The others, including Dalton, laughed.
They had bacon, beans, and cornbread for lunch.
“I tell you what,” Dusty said. “I’ve been on a lot of cattle drives in my life. But I ain’t never ate no better’n what we done comin’ up, or goin’ back. And I ain’t never been on a cattle drive where we had such beautiful ladies to look at. You boys just don’t know how lucky you are.”
The three women smiled at the compliment.
“Dusty, I hope that compliment wasn’t just to get a piece of apple pie,” Sally said.
“No, ma’am, it sure wasn’t,” Dusty said. “But if you happen to have some pie, well, that would be just fine.”
“We don’t have any pie,” Sally said.
“Well, who needs pie with a fine meal like this?”
“But I did make some bear claws,” Sally said.
“Wow!” Matt said. “Dusty, you are in for a treat. There is nobody in the world who can make bear claws like Sally.”
“Pearlie and Cal should be here,” Smoke teased, thinking of how much his two cowboys liked Sally’s bear claws.
“If they were here there wouldn’t be any left for anyone else,” Sally said as she brought a large tin bowl out, filled with the pastries.
After lunch, as the wagons were preparing to move out, Clay came over to Tom.
“Tom, would you take a look at the left rear wheel on the hoodlum wagon? Rebecca says it is squealing something awful, and Maria says she and Mrs. Jensen can even hear it from their wagon.”
Tom looked over toward the wagon and saw Rebecca standing there. He almost asked Clay to ask someone else to do it, but he kept it to himself.
“All right,” he said. “I’ll see what it needs.”
“Probably just needs some grease,” Clay said.
There was a bucket of grease hanging from underneath both wagons, and Clay reached under the hoodlum wagon to pull it out.

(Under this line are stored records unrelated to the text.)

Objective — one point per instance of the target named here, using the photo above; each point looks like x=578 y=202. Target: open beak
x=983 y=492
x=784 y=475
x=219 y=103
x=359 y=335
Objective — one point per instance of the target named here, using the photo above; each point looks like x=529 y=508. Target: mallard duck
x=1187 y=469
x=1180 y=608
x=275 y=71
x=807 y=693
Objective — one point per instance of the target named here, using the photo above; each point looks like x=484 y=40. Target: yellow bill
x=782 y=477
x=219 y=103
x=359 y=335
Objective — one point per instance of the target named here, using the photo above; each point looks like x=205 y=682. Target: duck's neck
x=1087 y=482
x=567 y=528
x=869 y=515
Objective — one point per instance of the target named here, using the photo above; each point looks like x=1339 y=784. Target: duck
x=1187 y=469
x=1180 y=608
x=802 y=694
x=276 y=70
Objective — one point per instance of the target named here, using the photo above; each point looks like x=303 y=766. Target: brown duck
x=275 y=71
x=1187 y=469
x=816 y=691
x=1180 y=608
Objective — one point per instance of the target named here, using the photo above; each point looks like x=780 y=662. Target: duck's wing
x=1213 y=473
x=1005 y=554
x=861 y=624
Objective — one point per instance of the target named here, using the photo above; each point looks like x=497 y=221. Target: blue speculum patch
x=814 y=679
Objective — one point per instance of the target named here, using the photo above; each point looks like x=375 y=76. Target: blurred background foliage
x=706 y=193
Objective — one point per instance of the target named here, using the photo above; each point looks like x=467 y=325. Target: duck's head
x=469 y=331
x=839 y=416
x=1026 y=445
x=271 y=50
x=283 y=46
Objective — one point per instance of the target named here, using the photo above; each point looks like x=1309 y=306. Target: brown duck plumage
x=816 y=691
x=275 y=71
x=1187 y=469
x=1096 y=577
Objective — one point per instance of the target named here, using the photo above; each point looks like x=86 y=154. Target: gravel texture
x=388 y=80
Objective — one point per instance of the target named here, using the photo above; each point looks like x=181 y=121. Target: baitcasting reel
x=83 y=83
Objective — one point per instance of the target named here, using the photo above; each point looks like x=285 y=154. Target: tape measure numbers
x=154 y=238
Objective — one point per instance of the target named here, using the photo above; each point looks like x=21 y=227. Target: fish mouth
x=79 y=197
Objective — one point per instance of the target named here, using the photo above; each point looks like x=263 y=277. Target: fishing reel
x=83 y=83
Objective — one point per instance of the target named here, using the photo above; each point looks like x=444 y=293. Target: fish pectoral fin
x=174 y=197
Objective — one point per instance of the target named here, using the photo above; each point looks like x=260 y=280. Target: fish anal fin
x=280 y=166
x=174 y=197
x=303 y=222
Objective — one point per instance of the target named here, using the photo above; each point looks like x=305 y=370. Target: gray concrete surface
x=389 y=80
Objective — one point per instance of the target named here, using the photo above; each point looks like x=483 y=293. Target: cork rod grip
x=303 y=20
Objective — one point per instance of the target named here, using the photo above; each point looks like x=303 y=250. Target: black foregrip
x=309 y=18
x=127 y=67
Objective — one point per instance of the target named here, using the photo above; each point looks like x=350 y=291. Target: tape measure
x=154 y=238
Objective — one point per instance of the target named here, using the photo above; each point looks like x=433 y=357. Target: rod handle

“I’m sorry,” Rebecca said. “It looks like you are going to get your hands all greasy because of me.”
“It’s not your fault,” Tom said. “When a wheel axle has skeins instead of bearings, you are going to get friction. And that friction is going to cause squeaking.”
He got down on one knee, then leaned over and studied the wheel hub. “Yes,” he said, pointing. “It’s nearly dry.”
“Tom,” Rebecca said. “We have to talk.”
“Talk about what?” Tom said. “I was a fool, I know that now. I hurt you deeply. I should have told you that I was married before.”
“And she hurt you? Are you divorced?”
“She is dead.”
“Oh, Tom, I’m so sorry. I didn’t know.”
“You couldn’t have known. I didn’t tell you, because I couldn’t tell you.”